Catatan Menyambut Tahun 2022, Moderasi Beragama dalam Bingkai NKRI

TAQWA BAHAR Pengurus Masika ICMI Sulsel/Mahasiswa Pascasarjana Fakultas Hukum Universitas Hasanuddin
TAQWA BAHAR Pengurus Masika ICMI Sulsel/Mahasiswa Pascasarjana Fakultas Hukum Universitas Hasanuddin

Oleh: TAQWA BAHAR
Pengurus Masika ICMI Sulsel/Mahasiswa Pascasarjana Fakultas Hukum Universitas Hasanuddin

OPINI, LEGION NEWS.COM – Keberagaman yang ada di indonesia merupakan suatu anugerah dari Allah SWT, tuhan yang maha esa titipkan untuk dijaga dan dirawat dengan sebaik-baiknya.

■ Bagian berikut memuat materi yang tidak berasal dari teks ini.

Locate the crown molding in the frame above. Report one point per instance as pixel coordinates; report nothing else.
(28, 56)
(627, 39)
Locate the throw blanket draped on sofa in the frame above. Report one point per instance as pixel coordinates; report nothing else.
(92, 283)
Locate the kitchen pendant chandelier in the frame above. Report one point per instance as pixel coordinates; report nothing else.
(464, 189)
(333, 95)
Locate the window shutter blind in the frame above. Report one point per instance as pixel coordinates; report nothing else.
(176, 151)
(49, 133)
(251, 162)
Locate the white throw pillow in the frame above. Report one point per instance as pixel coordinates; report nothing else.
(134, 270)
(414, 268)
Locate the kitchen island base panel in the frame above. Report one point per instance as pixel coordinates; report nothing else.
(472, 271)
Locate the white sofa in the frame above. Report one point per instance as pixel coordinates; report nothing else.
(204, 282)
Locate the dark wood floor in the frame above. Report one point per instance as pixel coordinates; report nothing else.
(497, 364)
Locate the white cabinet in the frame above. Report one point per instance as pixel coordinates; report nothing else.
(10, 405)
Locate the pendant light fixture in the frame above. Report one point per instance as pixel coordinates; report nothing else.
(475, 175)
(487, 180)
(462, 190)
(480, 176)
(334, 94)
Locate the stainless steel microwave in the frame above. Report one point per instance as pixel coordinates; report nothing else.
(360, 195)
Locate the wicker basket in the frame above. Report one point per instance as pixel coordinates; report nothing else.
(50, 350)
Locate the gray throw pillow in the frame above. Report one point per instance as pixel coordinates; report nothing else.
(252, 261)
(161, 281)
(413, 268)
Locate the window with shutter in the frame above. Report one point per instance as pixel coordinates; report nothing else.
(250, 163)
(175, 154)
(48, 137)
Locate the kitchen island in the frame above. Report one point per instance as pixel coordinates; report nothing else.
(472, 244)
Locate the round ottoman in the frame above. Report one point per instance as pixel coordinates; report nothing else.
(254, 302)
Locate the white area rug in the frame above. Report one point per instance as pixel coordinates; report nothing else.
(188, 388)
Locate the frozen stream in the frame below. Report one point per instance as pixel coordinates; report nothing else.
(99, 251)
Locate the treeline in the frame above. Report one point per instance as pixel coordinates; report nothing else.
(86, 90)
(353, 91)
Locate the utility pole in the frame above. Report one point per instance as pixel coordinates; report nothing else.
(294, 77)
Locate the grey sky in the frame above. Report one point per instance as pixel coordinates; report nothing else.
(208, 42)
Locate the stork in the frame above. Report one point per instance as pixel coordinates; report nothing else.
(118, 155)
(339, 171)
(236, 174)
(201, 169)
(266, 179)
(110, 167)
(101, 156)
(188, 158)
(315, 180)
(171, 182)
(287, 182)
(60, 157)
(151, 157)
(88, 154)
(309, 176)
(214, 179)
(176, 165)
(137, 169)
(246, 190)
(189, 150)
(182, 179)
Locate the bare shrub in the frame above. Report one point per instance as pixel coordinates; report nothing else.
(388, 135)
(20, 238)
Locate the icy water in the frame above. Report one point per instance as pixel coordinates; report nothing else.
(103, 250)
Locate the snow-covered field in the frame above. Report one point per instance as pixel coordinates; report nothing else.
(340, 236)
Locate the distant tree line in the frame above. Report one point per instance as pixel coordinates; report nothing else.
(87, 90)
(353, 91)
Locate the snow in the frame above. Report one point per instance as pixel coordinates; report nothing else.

Keberagaman yang meliputi Perbedaan Suku, agama dan Ras bukanlah sesuatu hal yang penting untuk dipertentangkan lagi, hanya karena ingin mempertahankan eksistensi identitas kelompok. Bagi saya hal ini justru semakin memperlihatkan kebodohan dan juga kemunduran dalam berpikir. Perlu dijelaskan kembali bahwa kemerdekaan yang diraih oleh bangsa ini berkat perjuangan seluruh masyarakat Indonesia tanpa terkecuali.

Politik Identitas

Advertisement

Berbagai persoalan yang muncul di dalam kehidupan berbangsa dan bernegara di Indonesia tidak terlepas dari adanya konflik kepentingan yang masuk ke dalam indentitas-identitas kelompok tertentu lalu kemudian mengkristal menjadi konflik yang mengatasnamakan Agama,Suku, dan Ras di Indonesia.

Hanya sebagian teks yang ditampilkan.